Another summer has passed too quickly and our kids are back at school.
If you’re like me, you’re lamenting the end of long, carefree days, yet breathing a sigh of relief at the return of routine.
Through our girls’ excitement at returning to school and reuniting with friends, every year we remind them to welcome the new students. We talk about how new kids might feel on their first day in a new school and what our girls can do to ease their anxieties. We tell them to look for kids who are sitting alone at lunch or playing alone on the playground. For a new kid, having someone reach out and include them on the first day can set the tone for the school year. It can give them confidence and relief that can set them up for success. Besides, teaching our kids empathy, how to introduce themselves, and how to be inclusive are great life skills—ones that could lead to friendships they might otherwise not experience.

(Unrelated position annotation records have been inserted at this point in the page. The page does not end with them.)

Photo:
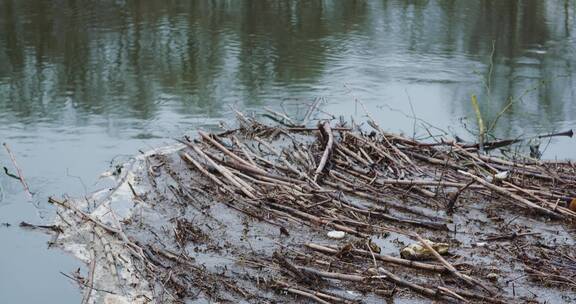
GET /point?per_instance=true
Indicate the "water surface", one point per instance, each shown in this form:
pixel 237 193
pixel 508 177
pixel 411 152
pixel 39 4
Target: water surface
pixel 84 85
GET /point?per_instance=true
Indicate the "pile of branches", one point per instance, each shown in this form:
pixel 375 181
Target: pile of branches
pixel 303 182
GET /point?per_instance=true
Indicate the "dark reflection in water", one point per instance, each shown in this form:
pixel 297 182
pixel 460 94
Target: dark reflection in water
pixel 83 81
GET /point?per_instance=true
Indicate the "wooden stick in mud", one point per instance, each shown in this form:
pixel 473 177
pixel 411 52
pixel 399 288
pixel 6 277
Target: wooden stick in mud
pixel 418 288
pixel 326 131
pixel 20 175
pixel 516 198
pixel 382 257
pixel 451 268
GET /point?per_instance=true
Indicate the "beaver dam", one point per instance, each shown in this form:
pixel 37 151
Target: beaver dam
pixel 334 213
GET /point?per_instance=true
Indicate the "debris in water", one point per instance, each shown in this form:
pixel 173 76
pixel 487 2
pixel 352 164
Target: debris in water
pixel 335 234
pixel 417 251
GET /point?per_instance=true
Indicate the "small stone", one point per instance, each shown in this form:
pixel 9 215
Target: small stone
pixel 492 276
pixel 336 234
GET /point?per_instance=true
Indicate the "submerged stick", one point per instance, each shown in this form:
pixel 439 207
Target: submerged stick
pixel 20 175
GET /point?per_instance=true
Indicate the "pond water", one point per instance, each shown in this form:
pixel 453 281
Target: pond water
pixel 84 85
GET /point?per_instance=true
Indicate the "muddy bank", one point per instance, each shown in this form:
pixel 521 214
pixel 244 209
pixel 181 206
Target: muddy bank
pixel 264 214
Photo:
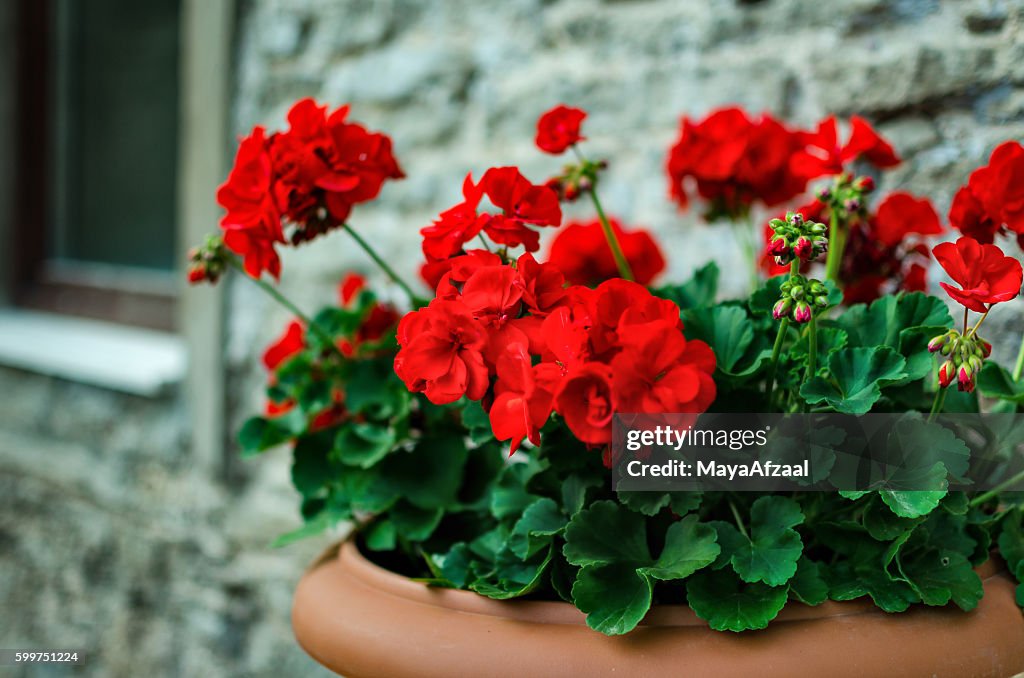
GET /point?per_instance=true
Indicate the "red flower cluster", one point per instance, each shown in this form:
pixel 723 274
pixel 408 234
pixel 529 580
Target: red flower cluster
pixel 882 252
pixel 516 339
pixel 735 161
pixel 822 155
pixel 559 128
pixel 379 321
pixel 985 274
pixel 582 253
pixel 521 205
pixel 992 201
pixel 308 177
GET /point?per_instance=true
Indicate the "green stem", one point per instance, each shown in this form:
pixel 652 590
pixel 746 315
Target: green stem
pixel 981 499
pixel 616 251
pixel 609 235
pixel 275 294
pixel 1019 368
pixel 940 398
pixel 737 518
pixel 773 365
pixel 837 243
pixel 413 299
pixel 812 346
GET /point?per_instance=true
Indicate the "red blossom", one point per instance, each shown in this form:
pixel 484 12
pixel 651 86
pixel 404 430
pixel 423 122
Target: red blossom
pixel 307 178
pixel 824 157
pixel 992 202
pixel 559 128
pixel 734 161
pixel 582 252
pixel 985 274
pixel 441 352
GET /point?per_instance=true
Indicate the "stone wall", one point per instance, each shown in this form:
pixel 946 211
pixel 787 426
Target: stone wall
pixel 111 540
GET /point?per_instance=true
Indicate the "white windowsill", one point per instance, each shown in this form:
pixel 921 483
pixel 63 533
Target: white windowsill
pixel 116 356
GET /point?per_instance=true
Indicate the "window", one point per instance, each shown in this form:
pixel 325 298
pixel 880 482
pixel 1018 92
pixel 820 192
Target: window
pixel 97 132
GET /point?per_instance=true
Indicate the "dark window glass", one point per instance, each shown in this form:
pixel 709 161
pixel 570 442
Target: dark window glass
pixel 115 131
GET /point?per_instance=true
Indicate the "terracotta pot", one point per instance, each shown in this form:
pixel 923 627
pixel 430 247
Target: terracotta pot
pixel 361 621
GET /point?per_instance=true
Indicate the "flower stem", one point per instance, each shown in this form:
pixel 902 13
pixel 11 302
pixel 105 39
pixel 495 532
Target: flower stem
pixel 609 235
pixel 413 299
pixel 837 243
pixel 287 303
pixel 812 346
pixel 1019 368
pixel 737 518
pixel 940 398
pixel 981 499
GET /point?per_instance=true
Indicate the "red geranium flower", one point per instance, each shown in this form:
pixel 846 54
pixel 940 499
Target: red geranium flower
pixel 582 253
pixel 521 203
pixel 985 274
pixel 900 214
pixel 992 202
pixel 523 396
pixel 734 161
pixel 441 352
pixel 559 128
pixel 586 403
pixel 823 155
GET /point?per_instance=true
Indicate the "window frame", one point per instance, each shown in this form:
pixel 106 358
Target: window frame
pixel 118 294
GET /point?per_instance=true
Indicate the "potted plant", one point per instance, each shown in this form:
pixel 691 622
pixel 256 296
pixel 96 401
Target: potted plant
pixel 466 437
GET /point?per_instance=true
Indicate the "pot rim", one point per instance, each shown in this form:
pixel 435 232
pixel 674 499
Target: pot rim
pixel 375 577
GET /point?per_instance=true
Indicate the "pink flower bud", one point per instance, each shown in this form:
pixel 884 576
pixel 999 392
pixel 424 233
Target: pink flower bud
pixel 865 183
pixel 781 308
pixel 777 247
pixel 946 374
pixel 804 248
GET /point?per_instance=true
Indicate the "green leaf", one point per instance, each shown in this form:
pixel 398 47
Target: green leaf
pixel 613 596
pixel 364 443
pixel 915 503
pixel 311 468
pixel 651 503
pixel 381 536
pixel 857 379
pixel 534 531
pixel 698 291
pixel 728 604
pixel 771 553
pixel 688 547
pixel 605 534
pixel 808 586
pixel 727 329
pixel 260 433
pixel 939 576
pixel 995 381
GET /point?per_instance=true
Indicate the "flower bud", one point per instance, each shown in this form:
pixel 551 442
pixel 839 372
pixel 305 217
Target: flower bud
pixel 939 342
pixel 946 374
pixel 804 248
pixel 965 379
pixel 781 308
pixel 864 183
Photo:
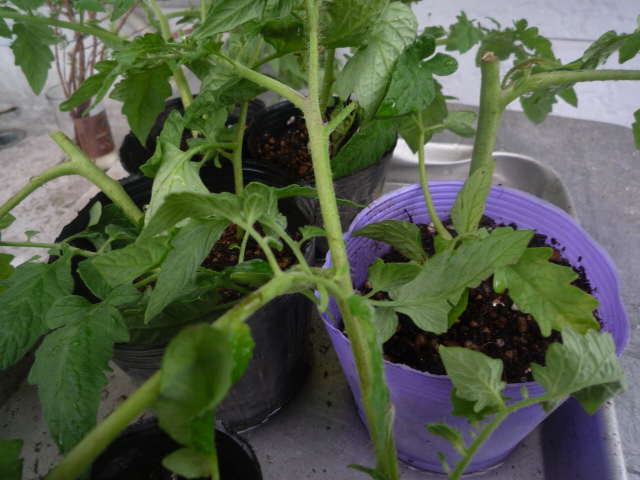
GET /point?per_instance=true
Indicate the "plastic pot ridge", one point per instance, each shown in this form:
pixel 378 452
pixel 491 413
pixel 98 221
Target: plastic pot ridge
pixel 422 398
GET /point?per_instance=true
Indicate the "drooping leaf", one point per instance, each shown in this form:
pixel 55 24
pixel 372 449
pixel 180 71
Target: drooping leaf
pixel 468 206
pixel 366 147
pixel 176 174
pixel 6 270
pixel 32 53
pixel 635 129
pixel 429 298
pixel 225 15
pixel 189 248
pixel 475 376
pixel 124 265
pixel 196 374
pixel 70 365
pixel 143 92
pixel 94 87
pixel 403 236
pixel 452 435
pixel 584 366
pixel 543 289
pixel 10 463
pixel 630 47
pixel 369 71
pixel 29 294
pixel 388 276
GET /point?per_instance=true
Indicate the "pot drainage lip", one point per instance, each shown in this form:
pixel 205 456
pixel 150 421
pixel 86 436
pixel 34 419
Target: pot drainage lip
pixel 9 137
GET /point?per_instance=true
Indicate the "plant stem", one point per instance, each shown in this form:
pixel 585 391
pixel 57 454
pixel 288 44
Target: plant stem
pixel 79 459
pixel 366 350
pixel 100 33
pixel 327 82
pixel 422 172
pixel 489 115
pixel 551 79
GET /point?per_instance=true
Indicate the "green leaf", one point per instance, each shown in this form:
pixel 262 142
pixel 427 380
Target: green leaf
pixel 32 52
pixel 368 72
pixel 460 122
pixel 543 289
pixel 630 47
pixel 403 236
pixel 388 276
pixel 143 92
pixel 635 129
pixel 188 463
pixel 584 366
pixel 189 248
pixel 6 270
pixel 70 365
pixel 366 147
pixel 10 463
pixel 120 7
pixel 124 265
pixel 468 206
pixel 176 174
pixel 225 15
pixel 452 435
pixel 347 23
pixel 195 375
pixel 29 294
pixel 429 298
pixel 96 85
pixel 475 376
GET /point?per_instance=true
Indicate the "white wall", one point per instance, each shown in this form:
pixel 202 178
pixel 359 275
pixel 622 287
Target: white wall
pixel 572 25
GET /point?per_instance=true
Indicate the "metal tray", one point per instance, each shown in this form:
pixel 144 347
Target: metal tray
pixel 319 433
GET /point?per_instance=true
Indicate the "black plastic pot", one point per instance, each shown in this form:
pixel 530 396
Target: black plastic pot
pixel 133 154
pixel 280 329
pixel 139 451
pixel 360 187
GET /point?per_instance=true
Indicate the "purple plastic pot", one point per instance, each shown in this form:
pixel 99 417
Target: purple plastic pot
pixel 422 398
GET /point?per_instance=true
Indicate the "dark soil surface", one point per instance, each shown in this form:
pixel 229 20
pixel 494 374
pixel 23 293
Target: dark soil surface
pixel 490 325
pixel 225 254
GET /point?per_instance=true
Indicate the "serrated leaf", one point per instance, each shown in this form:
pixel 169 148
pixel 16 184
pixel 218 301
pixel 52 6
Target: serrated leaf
pixel 388 276
pixel 188 463
pixel 124 265
pixel 635 129
pixel 365 148
pixel 368 72
pixel 403 236
pixel 143 92
pixel 189 248
pixel 32 53
pixel 584 366
pixel 347 23
pixel 29 294
pixel 70 365
pixel 195 375
pixel 460 122
pixel 10 463
pixel 468 206
pixel 176 174
pixel 6 269
pixel 543 289
pixel 475 376
pixel 429 298
pixel 452 435
pixel 225 15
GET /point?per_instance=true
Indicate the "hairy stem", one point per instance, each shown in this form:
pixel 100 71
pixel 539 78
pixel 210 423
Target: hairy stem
pixel 79 459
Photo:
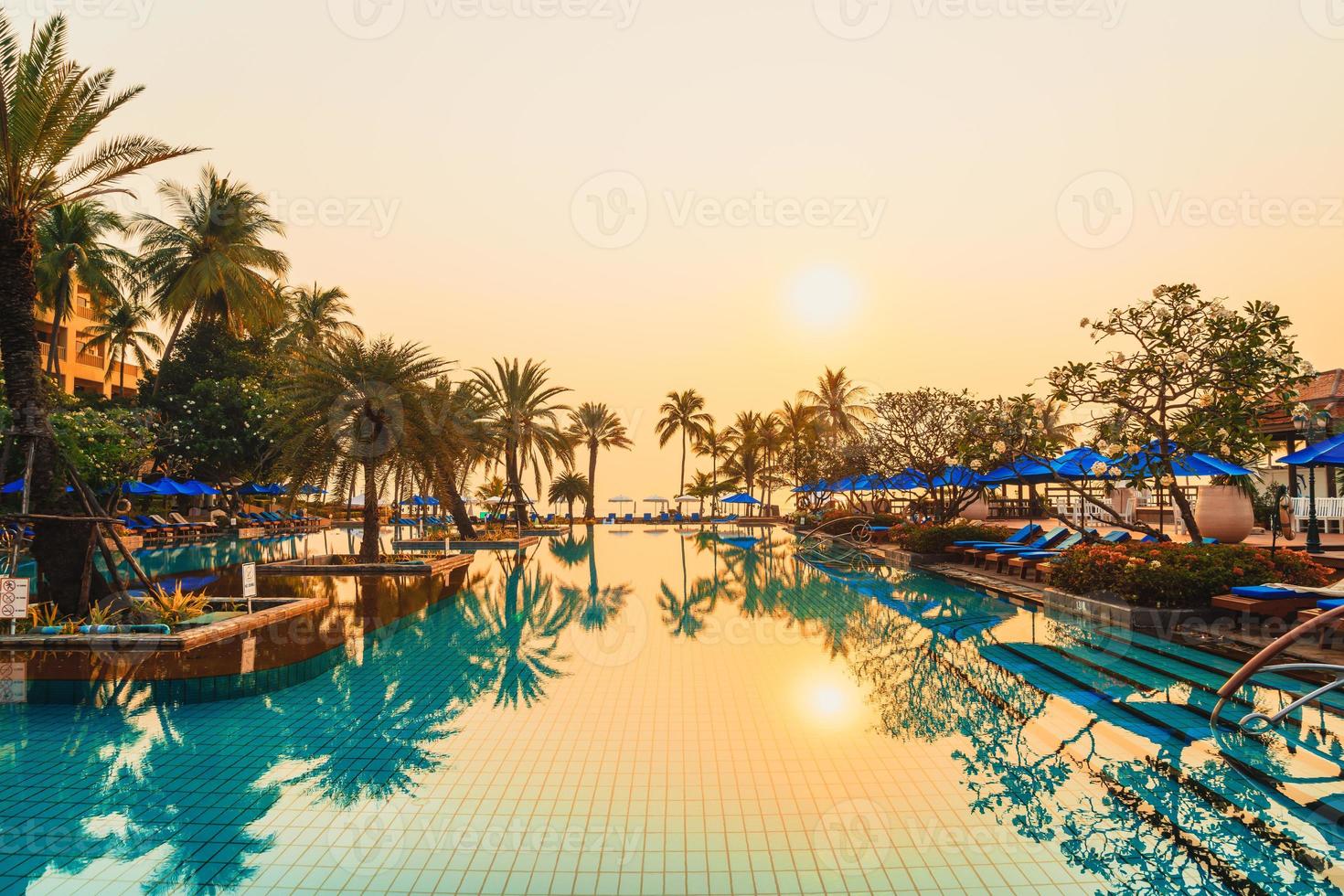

Are we doing the same? Are we modeling those same behaviors for our children?
What about the parents who are standing alone at drop-off? Are we looking for them?
Back to school time can be a joyous reunion for mom friends. It’s so fun to hear about each other’s summer adventures. Most of all, it’s a relief to talk to other grown-ups and feel a little human again. I mean, we could stand in the parking lot and talk all day without a little person asking for something to eat—again. (How do those little bodies consume so much food in the summer?)
But let us remember how that mom might feel who is standing alone on the edge, watching her child look back with frightened eyes as she enters a new building with people she doesn’t know. Think about how that mom’s heart must be cracking with fear for her child. She’s holding onto hope that when she picks up her child at the end of the day, she will exit the building with a smile and not tears. Consider how that mom feels seeing all the other parents talking and laughing. They already know each other, not to mention their children’s teachers and friends.
What comfort could you bring to a new mom by simply introducing yourself?
Perhaps that mom wants to make her own friends (making friends can be hard for grown-ups, too). Or she’s looking for a place to fit in or contribute to the community. You can invite her to the first PTO/PTA meeting. That’s a great way to meet others in the school and community. Do you walk or go to the gym with friends after drop-off? Invite her to join.
We know our children watch everything we do.
Let’s be sure to model the behaviors we’re instructing them, and in the meantime, make a new friend. Moms need each other. You don’t have to be BFF’s. However, inviting a new mom to a group function could lead her to her new BFF. Most of all, your kindness can set the tone for her school year.